New Zealand has long been well known as a business friendly country with light handed regulatory regimes. However, there have been recent political events and murmurings which suggest that this may be changing and potential foreign investors would be wise to act now before things do change.
The New Zealand government has recently introduced a requirement for all company directors to provide more personal information to the New Zealand Companies Office and for every company to have a New Zealand resident director (or an Australian resident director). It appears that this may just be the start of things to come.
Foreign Trust Regime
With the release of the so called “Panama Papers” there has been an outcry amongst the populous that New Zealand is a tax haven. While that is not correct in the strict sense, New Zealand allows foreign trusts to establish in New Zealand with minimal oversight or information being provided. The National government bowed to public pressure and launched a review of the foreign trust regime. It seems reasonably likely that what will flow from that review will be (at a minimum) a tightening of the existing foreign trust regime and for much more information to be disclosed including the identity of trust appointers, beneficiaries and trust assets.
Real Estate Sector
In the residential real estate market Auckland and its satellite towns and cities (and more recently Wellington and Christchurch) have seen dramatic increases in value. Since 2012 the average price of residential property in Auckland has climbed from NZD$555,000 to NZD$931,000. This is currently more expensive than Sydney! When the price of residential property is tested against incomes, Auckland is supposedly the most unaffordable place in the OECD for the purchase of residential property. The blame has been placed on various factors including lack of supply, internal migration and population growth, overseas immigration and foreign investment.
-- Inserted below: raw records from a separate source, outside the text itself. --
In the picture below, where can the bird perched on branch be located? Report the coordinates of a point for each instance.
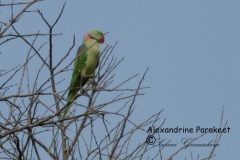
(85, 63)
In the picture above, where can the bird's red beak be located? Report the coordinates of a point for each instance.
(101, 40)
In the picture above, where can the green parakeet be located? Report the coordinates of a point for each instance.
(85, 63)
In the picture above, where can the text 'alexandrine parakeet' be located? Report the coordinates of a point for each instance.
(85, 63)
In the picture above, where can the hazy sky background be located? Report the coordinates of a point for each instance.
(192, 49)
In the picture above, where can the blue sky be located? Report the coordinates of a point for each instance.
(191, 48)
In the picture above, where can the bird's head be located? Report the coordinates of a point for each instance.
(95, 34)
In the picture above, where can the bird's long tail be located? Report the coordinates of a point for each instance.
(68, 105)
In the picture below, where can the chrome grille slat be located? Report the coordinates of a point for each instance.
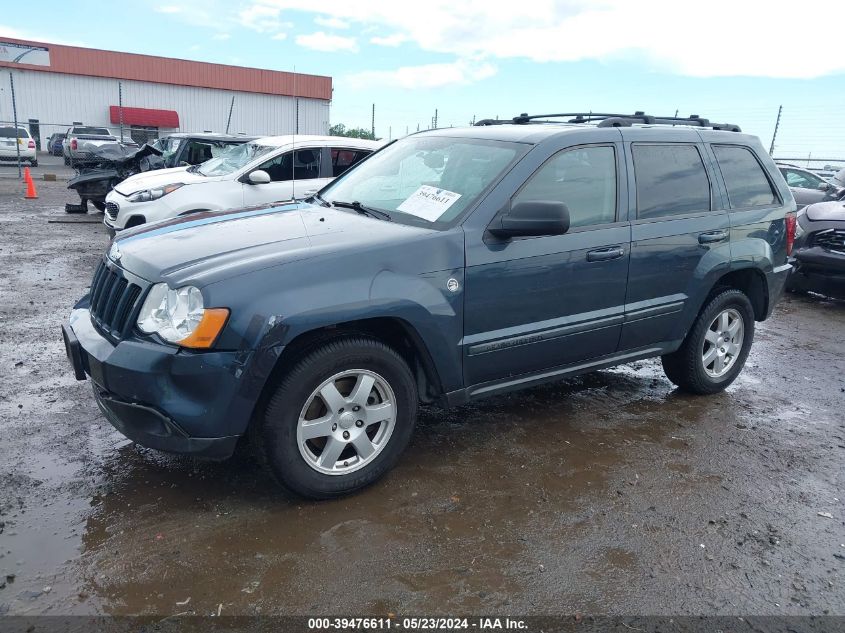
(113, 301)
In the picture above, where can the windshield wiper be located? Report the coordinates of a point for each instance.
(363, 210)
(320, 199)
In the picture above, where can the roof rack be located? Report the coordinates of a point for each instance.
(613, 120)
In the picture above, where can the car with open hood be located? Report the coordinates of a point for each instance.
(269, 169)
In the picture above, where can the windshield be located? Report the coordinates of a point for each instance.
(233, 159)
(9, 132)
(426, 179)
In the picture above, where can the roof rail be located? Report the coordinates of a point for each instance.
(613, 120)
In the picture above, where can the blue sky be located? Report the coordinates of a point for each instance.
(733, 61)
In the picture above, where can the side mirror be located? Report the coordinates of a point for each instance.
(259, 177)
(532, 218)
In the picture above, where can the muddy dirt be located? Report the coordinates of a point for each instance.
(610, 493)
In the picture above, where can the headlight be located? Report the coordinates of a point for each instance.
(178, 316)
(153, 194)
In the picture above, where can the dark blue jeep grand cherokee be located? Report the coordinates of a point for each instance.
(451, 265)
In response to building pressure, Prime Minister John Key recently announced the possibility of the application of a land tax to foreign based house buyers if there is evidence that they are pushing up New Zealand property prices. In a country where land tax was long ago abolished along with stamp duty and other property based taxes this would be an unwelcome development, particularly for a foreign investor.
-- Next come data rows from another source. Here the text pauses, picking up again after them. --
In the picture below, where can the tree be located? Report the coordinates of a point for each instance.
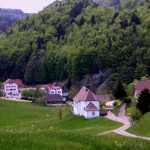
(144, 101)
(119, 91)
(59, 110)
(93, 20)
(1, 88)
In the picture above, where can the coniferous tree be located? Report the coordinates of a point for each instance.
(119, 91)
(144, 101)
In the rural real estate sector, the Overseas Investment Office which is charged with scrutinising applications for the purchase of significant or sensitive land holdings by foreign investors has been severely criticised for approving too many applications and for not exercising enough scrutiny over those it does approve. The most recent example (which also stemmed from the “Panama Papers”) was in connection with an acquisition by Argentinean interests of sensitive farmland. It transpired that the effective purchasers of the land had been prosecuted for environmental defaults in their country of origin and might not therefore be seen as being “of good character”. This was not picked up by the OIO despite it following its usual investigative processes. The OIO will be nervous of a repeat and the government is likely to direct it to exercise greater oversight than is currently the case.
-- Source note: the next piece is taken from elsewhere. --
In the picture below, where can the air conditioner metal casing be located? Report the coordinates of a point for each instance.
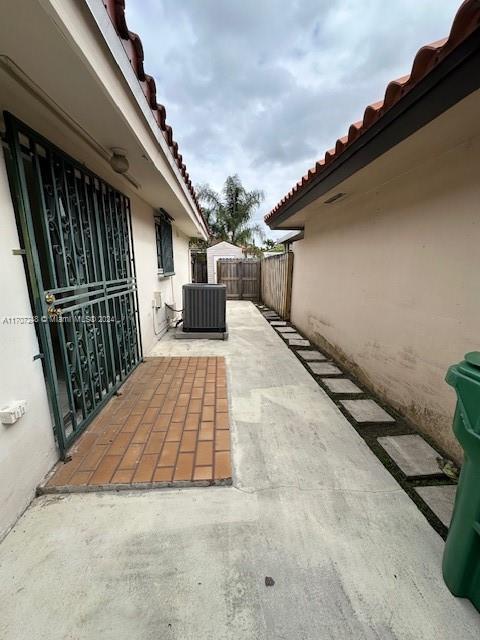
(204, 307)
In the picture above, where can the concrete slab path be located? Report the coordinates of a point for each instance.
(311, 507)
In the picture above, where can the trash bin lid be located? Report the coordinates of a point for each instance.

Should foreign investors act before NZ trust and property rules change?
As New Zealand approaches an election in 2017 the National government is likely to want to be seen to be policing foreign investment more strictly to appeal to the populist element in the New Zealand electorate. Whether this will ultimately result in a significant shift in New Zealand policy and regulation is yet to be seen, but more controls appear likely, so potential foreign investors should not delay their investment decisions.